Hammersley gave the following algorithm that proves the theorem.
Let a sequence $a_1,a_2,...,a_{n^2+1}$.
(a) let $a_1$ start the first column and for $i\ge 1$
(b) if $a_i$ is greater than or equal to the value that is on top of a column, we put $a_i$ on top of the column on top of the first such column, and
(c) otherwise start a new column with $a_i$.
Since $n^2+1$ numbers are placed into the column structure, one must have either a column which its height is greater than $n$ or more than $n$. So, we get a monotone subsequence of length $n+1$.
I would like to create a matrix that visualizes the above algorithm.
So far I have got a sequence of $n^2$ numbers:
$$n,n-1,\ldots,1,2n,2n-1,\ldots,n+1,3n,3n-1,\ldots,2n+1,\ldots,n^2,n^2-1,\ldots,(n-1)n+1$$
I know how to construct a matrix with entries the above numbers (see here for the matrix). But I don't know how to extend the sequence to $n^2+1$ numbers and construct a matrix without repeating the numbers.

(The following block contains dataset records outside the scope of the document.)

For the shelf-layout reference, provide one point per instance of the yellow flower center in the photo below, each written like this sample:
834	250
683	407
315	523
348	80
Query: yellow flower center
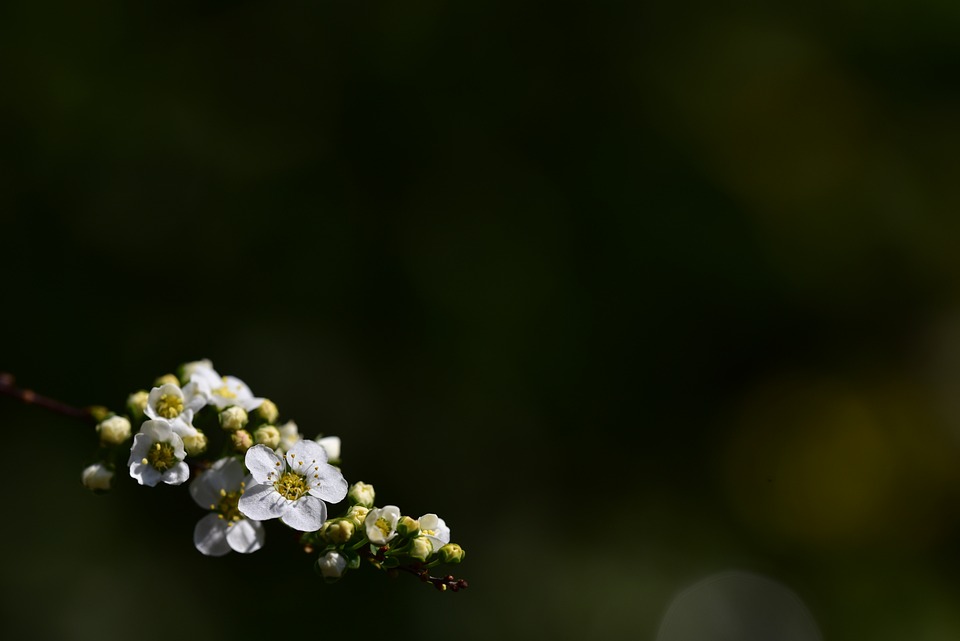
161	457
169	406
291	486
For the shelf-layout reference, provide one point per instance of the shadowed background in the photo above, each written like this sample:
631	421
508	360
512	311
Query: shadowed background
629	294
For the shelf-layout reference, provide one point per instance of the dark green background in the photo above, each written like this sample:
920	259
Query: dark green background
629	293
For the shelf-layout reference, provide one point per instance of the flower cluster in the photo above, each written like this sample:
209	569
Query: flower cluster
262	470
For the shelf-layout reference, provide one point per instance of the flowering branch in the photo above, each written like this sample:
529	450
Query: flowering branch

I would really appreciate any help.
Thank you.
The point of Hammersley’s argument is that if you extend the sequence by one term, say $x$, then either $x\ge (n-1)n+1$, in which case it will go at the top of one of the existing columns, or $x<(n-1)n+1$, in which case it will start a new column. In the first case you will have a column of height $n+1$ whose elements form an increasing subsequence of the original sequence. In the second case
$$n^2,n^2-1,n^2-2,\ldots,(n-1)n+1,x$$
is a decreasing subsequence of the original sequence of length $n+1$. Thus, in either case you find that the extended sequence of length $n^2+1$ has a monotone subsequence of length $n+1$.